Prime Minister Manmohan Singh’s commitment to go ahead with the controversial Russian-built Koodankulam nuclear plant in Tirunelveli district of Tamil Nadu is a welcome step. The plan with a massive investment of Rs 14,000 crore, expected to sail the country out of deepening energy crisis, should not be avoided, but there is a doubt that the Prime Minister will be able to proceed as per his promise because the nuclear plant has become a political issue in Tamil Nadu. With the Prime Minister’s announcement to move ahead on the plan, the threat issued by opponents to speed up their stir is not a surprising element. Unfortunately, the state government’s moral support being extended to the protestors has restricted nuclear scientists and employees to reach the plant. This is happening when the Centre as well as nuclear scientists strived hard to dispel the fear of local people. The support and patronage extended by the state government to the opponents of Koodankulam nuclear plant exhibit a naked show of political bankruptcy. The cause of concern is that the same is being witnessed in every matter especially the economic reforms programme. Consequently, economic reforms appear to have met with a setback which has alarmed India Inc.
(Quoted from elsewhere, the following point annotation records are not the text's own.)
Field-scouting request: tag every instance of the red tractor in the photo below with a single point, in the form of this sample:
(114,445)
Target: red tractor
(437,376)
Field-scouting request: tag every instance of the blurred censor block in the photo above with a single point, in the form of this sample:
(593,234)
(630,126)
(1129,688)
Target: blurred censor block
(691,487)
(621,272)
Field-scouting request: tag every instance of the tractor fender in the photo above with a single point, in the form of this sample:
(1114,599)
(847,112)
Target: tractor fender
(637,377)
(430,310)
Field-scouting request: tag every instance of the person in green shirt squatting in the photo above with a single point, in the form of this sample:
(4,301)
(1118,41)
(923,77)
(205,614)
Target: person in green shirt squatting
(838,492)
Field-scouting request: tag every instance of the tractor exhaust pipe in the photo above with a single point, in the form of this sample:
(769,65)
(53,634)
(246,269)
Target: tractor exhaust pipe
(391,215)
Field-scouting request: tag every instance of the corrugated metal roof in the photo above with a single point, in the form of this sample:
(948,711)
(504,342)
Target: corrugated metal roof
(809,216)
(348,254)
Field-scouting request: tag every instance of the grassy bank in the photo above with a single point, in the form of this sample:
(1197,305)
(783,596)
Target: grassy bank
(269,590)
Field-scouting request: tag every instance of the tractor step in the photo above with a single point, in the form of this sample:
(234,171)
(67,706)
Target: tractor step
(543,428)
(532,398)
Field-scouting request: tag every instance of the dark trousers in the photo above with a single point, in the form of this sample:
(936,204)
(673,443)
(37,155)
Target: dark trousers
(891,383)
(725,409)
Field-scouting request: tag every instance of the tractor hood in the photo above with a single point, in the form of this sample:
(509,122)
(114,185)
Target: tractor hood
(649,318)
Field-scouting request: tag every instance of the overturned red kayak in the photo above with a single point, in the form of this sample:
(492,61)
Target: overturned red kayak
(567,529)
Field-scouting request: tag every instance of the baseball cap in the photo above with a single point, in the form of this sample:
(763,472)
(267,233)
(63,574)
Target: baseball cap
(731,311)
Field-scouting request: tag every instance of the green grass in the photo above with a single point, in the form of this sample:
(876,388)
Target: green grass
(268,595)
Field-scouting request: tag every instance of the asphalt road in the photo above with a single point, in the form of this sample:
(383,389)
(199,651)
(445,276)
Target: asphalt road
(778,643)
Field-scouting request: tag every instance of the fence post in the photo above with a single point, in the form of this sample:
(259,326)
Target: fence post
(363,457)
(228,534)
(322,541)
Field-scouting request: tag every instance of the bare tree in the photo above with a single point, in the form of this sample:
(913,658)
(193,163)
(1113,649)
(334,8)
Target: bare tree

The issue of foreign direct investment (FDI) has also gone into oblivion because of the political parties’ thinking that it can be politically exploited to the hilt, and they did the same. This is simply not an anti-development politics, but is also a part of politics affecting the nation’s economic interests. The ruling and opposition parties have acted in the similar fashion and the glaring example of it can be witnessed in the stand of UPA allies like Trinamool and DMK which led the Prime Minister to clearly state that partners are not able to agree on reforms. Despite his expressing hope on evolving a minimum consensus on reforms, the expectation for the same is minimal. The opposition is taking political mileage out of the problems lurking over the ruling party and this approach is scuttling economic reforms. If the opposition parties are of the view that this government has failed to act they should strive collectively to pull it out of the governance if this is not possible then they cannot be allowed to scamper the development. The ruling party should also not wash its hands off the responsibility by blaming the opposition as well as its allies. If economic reforms are not pushed forward, the ruling party itself would be held responsible to a great extent.